COMMENT by ERWIN CHLANDA
If the Town Council has set out with its survey to fatally confuse the already irretrievably flawed public consultation process about the national Aboriginal art gallery, then it has succeeded brilliantly.
Its online questionnaire, with an August 31 deadline, poses as Question 3:
Where do you support the NTG building a National Aboriginal Art Gallery in Alice Springs?
Option 1: Former Anzac Hill School site and surrounds, incorporating Anzac Oval.
Option 2: I do not support the NTG building a National Aboriginal Art Gallery at the former Anzac Hill School site.
Then it poses as Question 4:
If you support a change of use of Anzac Oval to accommodate the development of a National Aboriginal Art Gallery on the Anzac Hill School site, do you:
Option 1: Fully support the NTG’s plans.
Option 2: Support, on condition of expanding current number of car bays at the site.
Option 3: I do not support the NTG building a National Aboriginal Art Gallery on the Anzac Hill School site.
But hold on, hasn’t Option 3 in Question 4 not already been offered as Option 2 in Question 3?
Oops, yes, it has.
Question 4 gives you the chance of changing your mind about Question 3 “on condition of expanding current number of car bays at the site”.
Maybe it’s a council stroke of genius: When it’s all said and done, all that iconic stuff, the revitalisation and the turbocharging, the art and the culture and so on, the town’s future, tourists and whatnot, what all this boils down to is car parking.
Maybe the framers of the survey wanted to spare the common folk the agony of contemplating other sites for the gallery, such as Desert Park, Desert Knowledge, the Sterry Block on the southern flank of the ranges, the diverse views on south of The Gap or north of The Gap – all very much part of the discussion around town.
Have the nine councillors elected to represent it no ambition to inform themselves about the views of their constituents on the broad issues of the gallery, and the cultural centre, and then lead the debate and the decision making?
The survey now online does not seem to comply with the council motion carried unanimously on June 25.
Cr Cocking had outlined a number of core principles that should be followed in the survey process.
These have been distilled by the International Association for Public Participation Australasia (IAP2), “based on the belief that those who are affected by a decision have a right to be involved in the decision-making process.”

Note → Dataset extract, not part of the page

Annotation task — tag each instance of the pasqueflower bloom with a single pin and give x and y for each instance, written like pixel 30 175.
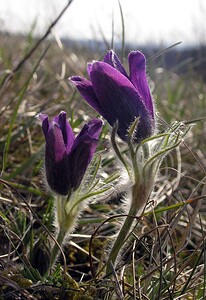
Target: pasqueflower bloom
pixel 67 157
pixel 119 97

IAP2 also provides that the public’s contribution will influence the decision; that sustainable decisions recognise and communicate the needs and interests of all participants, including decision makers; the involvement of those potentially affected by or interested in a decision is sought and facilitated; the input of participants is sought in designing how they participate; participants are provided with the information they need to participate in a meaningful way and the process communicates to participants how their input affected the decision.
The motion specifically required this principles to be followed.
However, what you can tick a box on in the council survey is ludicrously limited. Its format suggest that, like the Chief Minister, the council has arrived at a preferred position: Everything’s OK so long as we have lots of car parks.
PHOTO: Approximate position of the Anzac precinct site as seen from the top of Spencer Hill.